Silver was a Democrat. He defeated W. E. Outcalt in November 1906 and served as a member of the West Virginia Senate, representing the 15th senatorial district. He served in the state senate until 1914. In the spring of 1907, he voted against a prohibition amendment to the West Virginia constitution stating that the amendment would "be immediat[e]" and would require "property, stock and plants of those engaged in any district in the business of selling or manufacturing intoxicants" to be confiscated. The Shepherdstown Register refuted his statements citing the amendment, if passed, would not take effect until July 1909. In September 1909, he was arrested and accused of poisoning dogs that had gone sick and died throughout Martinsburg. Witnesses stated they had seen him purchase poison prior to the deaths. The grand jury found there was not enough evidence to proceed. On August 3, 1913, he was appointed by Governor Henry D. Hatfield as the West Virginia representative to the Lincoln Highway project. He was an advocate for the Good Roads Movement in West Virginia and helped the state raise $50,000,000 in state bonds for an inter-county road system. He also helped broaden the scope of the College of Agriculture at the West Virginia University. In July 1914, the Democrats of his district nominated judge Frank Beckwith over him.
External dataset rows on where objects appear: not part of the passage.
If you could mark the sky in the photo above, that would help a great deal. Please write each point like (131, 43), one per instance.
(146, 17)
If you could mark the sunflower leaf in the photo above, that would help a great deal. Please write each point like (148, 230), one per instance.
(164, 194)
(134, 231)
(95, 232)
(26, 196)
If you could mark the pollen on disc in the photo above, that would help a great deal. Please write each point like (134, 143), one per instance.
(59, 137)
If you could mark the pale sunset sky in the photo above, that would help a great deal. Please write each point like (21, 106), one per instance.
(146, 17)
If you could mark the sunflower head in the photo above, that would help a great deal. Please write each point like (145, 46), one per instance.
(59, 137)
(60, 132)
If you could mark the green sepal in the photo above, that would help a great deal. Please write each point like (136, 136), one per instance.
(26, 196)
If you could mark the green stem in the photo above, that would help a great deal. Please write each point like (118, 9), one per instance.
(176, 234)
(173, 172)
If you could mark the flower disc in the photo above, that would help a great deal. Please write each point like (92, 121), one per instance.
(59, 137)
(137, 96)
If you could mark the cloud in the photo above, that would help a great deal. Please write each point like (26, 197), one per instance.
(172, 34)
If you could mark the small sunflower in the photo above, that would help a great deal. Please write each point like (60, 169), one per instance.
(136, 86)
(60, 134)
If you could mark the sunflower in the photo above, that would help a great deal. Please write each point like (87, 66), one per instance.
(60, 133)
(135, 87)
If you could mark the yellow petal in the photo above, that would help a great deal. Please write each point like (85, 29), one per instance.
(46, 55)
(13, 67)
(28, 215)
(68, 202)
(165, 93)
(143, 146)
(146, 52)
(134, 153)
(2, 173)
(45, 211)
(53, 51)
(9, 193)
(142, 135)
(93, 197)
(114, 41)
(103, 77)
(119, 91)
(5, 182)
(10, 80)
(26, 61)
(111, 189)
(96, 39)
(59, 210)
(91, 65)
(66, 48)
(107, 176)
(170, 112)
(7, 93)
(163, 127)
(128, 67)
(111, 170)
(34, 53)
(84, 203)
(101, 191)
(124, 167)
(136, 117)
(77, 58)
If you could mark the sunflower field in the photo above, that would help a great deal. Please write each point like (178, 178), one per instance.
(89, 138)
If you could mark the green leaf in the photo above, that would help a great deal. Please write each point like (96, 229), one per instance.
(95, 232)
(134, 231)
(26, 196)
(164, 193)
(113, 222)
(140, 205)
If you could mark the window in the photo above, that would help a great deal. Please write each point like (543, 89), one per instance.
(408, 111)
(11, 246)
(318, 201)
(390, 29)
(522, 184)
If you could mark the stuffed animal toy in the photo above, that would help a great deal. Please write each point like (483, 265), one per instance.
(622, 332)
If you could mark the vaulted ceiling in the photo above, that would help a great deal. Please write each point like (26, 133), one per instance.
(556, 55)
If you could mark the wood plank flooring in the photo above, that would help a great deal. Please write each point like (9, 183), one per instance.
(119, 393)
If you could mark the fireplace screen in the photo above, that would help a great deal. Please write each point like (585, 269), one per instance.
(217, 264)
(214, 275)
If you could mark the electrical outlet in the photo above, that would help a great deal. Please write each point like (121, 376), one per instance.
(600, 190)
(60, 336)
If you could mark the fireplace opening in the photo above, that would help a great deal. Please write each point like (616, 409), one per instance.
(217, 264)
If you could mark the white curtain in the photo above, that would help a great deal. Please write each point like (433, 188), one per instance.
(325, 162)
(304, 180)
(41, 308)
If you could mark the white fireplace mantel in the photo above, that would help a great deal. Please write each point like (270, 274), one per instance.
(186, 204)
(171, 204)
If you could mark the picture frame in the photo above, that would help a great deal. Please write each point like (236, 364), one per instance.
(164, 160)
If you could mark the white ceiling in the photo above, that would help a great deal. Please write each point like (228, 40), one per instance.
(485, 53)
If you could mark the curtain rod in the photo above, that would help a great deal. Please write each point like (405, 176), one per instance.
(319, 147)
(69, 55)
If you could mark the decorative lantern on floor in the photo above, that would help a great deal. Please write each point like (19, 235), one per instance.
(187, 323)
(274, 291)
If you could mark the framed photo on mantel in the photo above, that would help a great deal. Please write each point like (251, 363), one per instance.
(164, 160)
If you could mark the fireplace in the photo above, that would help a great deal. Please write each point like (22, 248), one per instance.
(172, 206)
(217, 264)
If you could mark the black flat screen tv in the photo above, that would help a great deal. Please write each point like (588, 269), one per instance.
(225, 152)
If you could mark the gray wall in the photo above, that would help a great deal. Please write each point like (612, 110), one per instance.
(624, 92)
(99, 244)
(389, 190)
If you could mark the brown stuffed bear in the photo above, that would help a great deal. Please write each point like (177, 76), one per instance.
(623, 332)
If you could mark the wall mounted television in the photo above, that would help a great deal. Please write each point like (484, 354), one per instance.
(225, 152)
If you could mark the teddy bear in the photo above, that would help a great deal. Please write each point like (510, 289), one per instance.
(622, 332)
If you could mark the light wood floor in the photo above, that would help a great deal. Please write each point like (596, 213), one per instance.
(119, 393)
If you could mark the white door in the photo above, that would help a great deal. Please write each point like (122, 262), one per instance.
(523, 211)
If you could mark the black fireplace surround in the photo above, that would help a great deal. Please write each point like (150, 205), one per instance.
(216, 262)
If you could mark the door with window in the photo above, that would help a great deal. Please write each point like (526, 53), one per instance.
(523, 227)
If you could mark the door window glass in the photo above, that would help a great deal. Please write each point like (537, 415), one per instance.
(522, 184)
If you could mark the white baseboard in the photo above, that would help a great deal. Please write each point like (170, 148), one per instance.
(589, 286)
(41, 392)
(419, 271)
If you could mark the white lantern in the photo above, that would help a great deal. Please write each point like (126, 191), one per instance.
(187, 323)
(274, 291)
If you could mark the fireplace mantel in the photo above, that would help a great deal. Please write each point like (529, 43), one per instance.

In 1912, Silver was president and manager of Applepie Ridge Orchards near Inwood. After his second term, he continued superintending his farm, developing his orchards, and breeding and selling livestock. In 1918, Silver was chairman of the war savings stamps committee and the liberty loan committee of Berkeley County. In November 1918, Howard Mason Gore and Silver represented the West Virginia Farm Bureau Federation at the formation of the American Farm Bureau Federation. From 1920 to 1924, he was the organization's legislative agent in Washington, D.C. During that period, the Federal Intermediate Credit Bank system was established and changes to individual loan regulations for farmland banks were made. In 1924, he became president of the United States Grain Marketing Corporation, a farming co-operative based in Chicago. In 1925, he returned to manage his orchard and farm in Martinsburg, West Virginia.

In 1928 and 1932, Silver was considered for the Democratic nomination for governor of West Virginia, but did not run. He planned to run for the U.S. senate in 1934, but his health prevented it. Democratic senator Matthew M. Neely publicly opposed the potential nomination of Silver, stating "I shall under no circumstances support the candidacy of Gray Silver, for reasons of which Mr. Silver himself is fully aware." Silver retorted in a newspaper, "I shall under no circumstances support the candidacy of M. M. Neely, for reasons of which Mr. Neely is fully aware."

Silver attended Democratic National Conventions for 28 years. He was one of eight West Virginia delegates elected for the 1932 Democratic National Convention. He also owned farmland in Oklahoma and Illinois.

==Personal life==
Silver married Kate Bishop of Berkeley County on December 6, 1908. They had five children, Mrs. John Burnside, Gray Jr., Mrs. Nathaniel Boyd, Francis V, and Katharine DuBois. His uncle was sheriff and Virginia legislator John M. Silver.

Silver was a deacon of the Presbyterian Church in Martinsburg. He was a 32nd degree Mason and was a member of the Knights Templar, Elks, Sons and Daughter of Pilgrims, American Clan Gregor and the Sons of American Revolution. He was a member of the Rotary Club of Martinsburg. In 1913, he became a member of the Luther Burbank Society. In 1911, he lived on West Martin Street in Martinsburg. He lived on South Queens Street in Martinsburg. In 1914, he escaped an armed burglary at his home.

In May 1926, Silver was hospitalized for appendicitis. On October 11, 1929, he and his wife were struck by a train in an automobile near Williamsport, Maryland. Silver fractured his skull and his wife broke her leg. He died of heart disease on July 27, 1935, at his home in Martinsburg.

==Legacy==
In 1911, Silver and Septimius Hall, both chairmen of the legislature's finance committees, had Silver Hall, a building of the Girls' Industrial Home in Salem, West Virginia, named in their honor.